3 thoughts to “To Spur Medical Innovation, Make Corporate Cheaters Pay”

  1. Great write up! One question that has been bugging me is the fit between the deterrent and compensatory aims of the bill. To put it another way, even if one thinks there ought to be fines there is no necessary reason why the fines should go to NIH or FDA rather than somewhere else. It is a nice “soundbite” to call it the “swear jar” and have the money go to NIH but other than the politics, is there a policy reason why it ought to go to that part of the government rather than other areas of need — for example, medicare coverage? Why not just direct the money to the place where it will do the most good — that may be the NIH, but maybe not — or just to general government coffers? Indeed there is a way that directing the money to NIH may actually *lessen* the deterrent impact, since pharma also presumably benefits from NIH training of scientists, FDA review, etc. Thus for every dollar spent paying out for a fine they get some of it back indirectly. This would offer an argument for spending the swear jar money on something completely unrelated to drug development, like highway funding or foreign aid. So what do you guys think — is directing the money to NIH/FDA just a good soundbite/political move or is there something from a policy perspective I am missing?

    1. Thanks for the note and query! We do believe there is more to the deterrent and compensatory aims of the bill than just politics. A principal utility that pharmaceutical companies offer the public is drug development. When these companies do not play by the rules, they threaten this good—directly or indirectly. You can imagine that a $3 billion fine against a drug company would transiently impact its socially beneficial investments, even if drug companies do only spend 12-20% of revenues on research and development. So we think it makes sense that the bill allocate the penalty money in a manner that promote drug development.

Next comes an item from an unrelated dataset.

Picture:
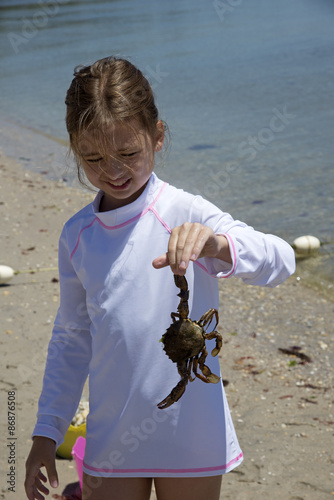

  2. I’ve read about this legislation before. To me it may have two effects: a) either the “cheating” stops – and therefore no additional funding develops (while the “cheaters” may still try out new practices that just stay within the legal framework, like you always see with taxation). Or b) you will have drawn-out legal battles etc. The other alternative would be to stop state funding completely – as it obviously has not led to any of these drugs that were needed. How come? Probably because it ain’t so easy to invent them. Or when you have them, their side-effects then kill them during approval. But there’s another thing you COULD do: hold all the “cheaters” accountable that without consultation among colleagues prescribe all these drugs that interact adversely but they don’t care as they treat the “one” disease at the time. Iatrogenic ailments in the elderly often outrun conditions these people would have if you stopped all drugs they take! And as for dementia etc. prevention, not treatment, is the way to go. “Cheating” would be to produce yet another drug (with side-effects of course) to “cure” an ailment that is largely man-made. The same goes for multi-antibiotics resistance. There are three things at play here (at least!): a) use and over-use of antibiotics in breeding/livestock management, b) treating e.g. viral infections with antibiotics, leaving resistance in the intestinal flora that prevails for two years after, when a new infection, bacterial this time, comes along and gets the same “treatment”, yet has inherited the previously amassed resistance via cross-species vectors and c) not controlling patient compliance, i.e. patients who do not take antibiotics long enough or omit/extend intervals through forgetfulness. Take away these three, and good ol’ penicillin would still even work!